Talk over each other

O’Callaghan: “Ok, so we had, just to recap, the GSOC report six months ago, in June, nine months ago in fact, which the minister wasn’t told about, a letter two weeks ago, which the minister wasn’t told about, and the Attorney General being briefed in November, and she didn’t tell anyone, so what is going on within Government?”

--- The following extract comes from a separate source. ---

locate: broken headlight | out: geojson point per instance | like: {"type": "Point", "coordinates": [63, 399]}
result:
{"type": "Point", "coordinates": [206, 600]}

Noonan: “I’m not suggesting this is satisfactory. What I’m trying to do is make sense of a series of events that have come and I think if you distinguish between the fact that there were recordings being made in Garda stations and then the contents of a particular recording which was quite damaging…”

Talk over each other

Noonan: “That’s one piece of insight.”

O’Callaghan: “But surely..”

Noonan: “And the other things is, you’ll have to remember that the primary decision made by the Taoiseach when he took control of this and recommended to the Cabinet on Tuesday was that there would be Commission of Investigation into everything. I mean, we’re not happy. The Taoiseach isn’t happy, that’s why there’s a Commission of Investigation to find out all the facts.”

Later

O’Callaghan:Why did you refuse to mix it, our debate, with anyone from the Opposition?”

Noonan: “Because there’s a tradition that when ministers come on, they explain the situation on a one-to-one and I didn’t want to get into a Punch and Judy Show because I feel I’d important explanations to give to the Irish public and to yourself indeed.